The first number produces a cap rate of 8.3%, and the year-end number a cap rate of nearly 9.1%.  We don’t know whether these forecasts are based on increased occupancy, higher rents or both, but the pro forma cap rates are certainly within the parameters of the recent market for large portfolios of newer properties.  Aggressive yes, but record levels, no.
Now to the lease with NHP.  Starting off any lease term with a 1.0x coverage ratio is aggressive and risky, but we assume that NHP management is taking a much longer view for the entire transaction.  While the initial lease rate is just 8.06%, there is an annual 1% increase (starting at about $350,000) in the rent, which brings the effective rent yield to 8.66% over the 15-year initial term.  In addition, there is a CPI-based annual rent increase of up to 2% plus revenue-based rent increases starting at 0.54% of revenues in the first year and increasing to 2.63% during the initial term of the lease.  So the actual yield will end up being well over 9%.
The other potential profit from the deal comes from NHP’s exclusive right to finance the next $150 million of Hearthstone’s new investments, and the right of first offer/last look on an additional $150 million.  We assume that these transactions will be more lucrative than the initial $431 million deal, which would push the overall yield even higher.  NHP’s stock has a dividend yield of just over 7.0%, and the REIT just completed an equity offering to help fund the Hearthstone acquisition.  The rest will come from debt at rates below the 8% initial lease rate.  We doubt that NHP would have priced a much smaller deal this aggressively, but with more than $400 million, and potentially growing to up to $700 million, there are some apparent economies of scale.

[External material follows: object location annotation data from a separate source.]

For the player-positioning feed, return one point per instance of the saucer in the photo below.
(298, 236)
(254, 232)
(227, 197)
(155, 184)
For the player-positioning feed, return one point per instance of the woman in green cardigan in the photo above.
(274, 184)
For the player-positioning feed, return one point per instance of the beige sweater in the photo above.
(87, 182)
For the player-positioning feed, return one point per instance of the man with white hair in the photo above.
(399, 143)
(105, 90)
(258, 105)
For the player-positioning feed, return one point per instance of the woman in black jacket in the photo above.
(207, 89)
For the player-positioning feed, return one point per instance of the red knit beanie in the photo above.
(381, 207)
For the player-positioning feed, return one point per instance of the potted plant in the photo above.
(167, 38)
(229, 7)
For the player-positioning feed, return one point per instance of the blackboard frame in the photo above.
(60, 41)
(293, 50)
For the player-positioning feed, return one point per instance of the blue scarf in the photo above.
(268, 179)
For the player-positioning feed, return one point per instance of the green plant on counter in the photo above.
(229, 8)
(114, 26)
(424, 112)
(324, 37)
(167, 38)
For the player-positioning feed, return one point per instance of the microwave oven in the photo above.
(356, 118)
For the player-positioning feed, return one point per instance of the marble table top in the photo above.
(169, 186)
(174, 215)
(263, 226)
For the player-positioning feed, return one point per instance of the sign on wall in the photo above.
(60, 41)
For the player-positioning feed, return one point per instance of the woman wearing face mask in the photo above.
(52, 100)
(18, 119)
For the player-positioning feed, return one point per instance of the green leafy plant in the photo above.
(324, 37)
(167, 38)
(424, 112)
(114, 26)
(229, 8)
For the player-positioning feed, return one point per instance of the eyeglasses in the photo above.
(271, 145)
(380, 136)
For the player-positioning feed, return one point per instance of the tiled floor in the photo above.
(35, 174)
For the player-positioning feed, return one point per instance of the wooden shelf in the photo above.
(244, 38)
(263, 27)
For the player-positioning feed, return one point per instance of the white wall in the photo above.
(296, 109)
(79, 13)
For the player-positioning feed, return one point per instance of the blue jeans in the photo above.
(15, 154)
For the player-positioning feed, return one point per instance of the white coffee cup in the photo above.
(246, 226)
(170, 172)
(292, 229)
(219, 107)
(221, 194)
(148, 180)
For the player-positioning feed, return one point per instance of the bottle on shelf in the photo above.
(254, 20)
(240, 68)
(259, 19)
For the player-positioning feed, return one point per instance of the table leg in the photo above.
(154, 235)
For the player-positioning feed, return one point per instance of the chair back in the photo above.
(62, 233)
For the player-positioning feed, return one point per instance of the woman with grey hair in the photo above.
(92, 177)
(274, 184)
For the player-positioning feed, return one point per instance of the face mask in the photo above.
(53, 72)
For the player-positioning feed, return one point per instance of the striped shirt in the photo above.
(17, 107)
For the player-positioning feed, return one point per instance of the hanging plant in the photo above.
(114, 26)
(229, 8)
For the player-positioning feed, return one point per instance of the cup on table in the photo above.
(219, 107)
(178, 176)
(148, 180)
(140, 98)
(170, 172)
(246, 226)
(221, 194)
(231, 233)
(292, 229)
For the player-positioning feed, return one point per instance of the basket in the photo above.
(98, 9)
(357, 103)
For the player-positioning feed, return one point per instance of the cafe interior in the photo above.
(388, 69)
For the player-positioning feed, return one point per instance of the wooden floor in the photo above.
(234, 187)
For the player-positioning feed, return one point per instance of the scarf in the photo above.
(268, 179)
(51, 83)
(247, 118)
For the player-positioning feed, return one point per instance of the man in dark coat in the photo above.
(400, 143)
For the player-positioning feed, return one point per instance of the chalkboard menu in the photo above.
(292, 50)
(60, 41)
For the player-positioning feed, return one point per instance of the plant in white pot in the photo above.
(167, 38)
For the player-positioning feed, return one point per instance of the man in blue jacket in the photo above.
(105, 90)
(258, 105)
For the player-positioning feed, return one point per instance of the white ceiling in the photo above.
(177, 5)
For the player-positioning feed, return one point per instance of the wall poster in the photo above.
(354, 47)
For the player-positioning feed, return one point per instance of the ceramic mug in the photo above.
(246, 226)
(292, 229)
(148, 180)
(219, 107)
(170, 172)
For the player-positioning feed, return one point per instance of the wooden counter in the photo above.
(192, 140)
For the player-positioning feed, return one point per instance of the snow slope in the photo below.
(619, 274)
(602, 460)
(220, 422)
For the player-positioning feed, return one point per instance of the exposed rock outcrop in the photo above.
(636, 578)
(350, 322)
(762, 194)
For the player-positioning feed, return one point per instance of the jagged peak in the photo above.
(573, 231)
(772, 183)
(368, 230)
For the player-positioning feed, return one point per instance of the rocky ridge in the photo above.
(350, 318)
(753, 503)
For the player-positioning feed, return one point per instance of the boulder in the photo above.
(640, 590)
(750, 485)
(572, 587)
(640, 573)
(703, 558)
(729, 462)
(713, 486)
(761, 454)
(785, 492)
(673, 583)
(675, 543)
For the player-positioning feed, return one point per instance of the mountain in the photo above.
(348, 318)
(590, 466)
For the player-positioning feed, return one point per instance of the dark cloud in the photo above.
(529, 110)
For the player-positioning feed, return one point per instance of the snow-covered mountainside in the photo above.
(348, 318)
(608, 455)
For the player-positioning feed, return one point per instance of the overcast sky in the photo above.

The transaction is not without risks, however.  The Hearthstone assets will represent almost 20% of NHP’s assets, which is a large concentration with what we assume will be one thinly capitalized entity.  In addition, the lease deposit is only $6 million, representing two months’ rent, and NHP’s EBITDAR assumes $300 per unit for reserves, which is just $20,000 per facility.  Even though all the facilities are relatively new, we all know that more than $20,000 per year is spent on replacements for an average facility, and with 70% or more double occupancy, the wear and tear per unit may be higher than average.
And speaking of double occupancy, that may be the greatest risk for NHP.  Hearthstone has obviously done a great job with its model, but the double occupancy does account for a good portion of the cash flow.  What would happen if, in a number of their markets, double occupancy became less popular or similarly priced private units were developed?  Would occupancy, and cash flow, slip to levels that would make it difficult to cover rent?  This is hypothetical, of course, but the coverage is tight to begin with in the transaction, so there is little room for error.
As part of the transaction, Hearthstone’s president and CEO, Tim Hekker, and various partners will “acquire” 100% ownership of the company that will operate the Hearthstone assets.  We don’t know if this is a new shell entity or just the old Hearthstone, what they are paying or what they are getting, other than the leases on their facilities and presumably the management office and operating capacity.  Despite the aggressive pricing and tight coverage, this is obviously an important transaction for NHP, and its largest one in years.  Lisa Widmier of CB Richard Ellis represented Hearthstone Assisted Living in this transaction.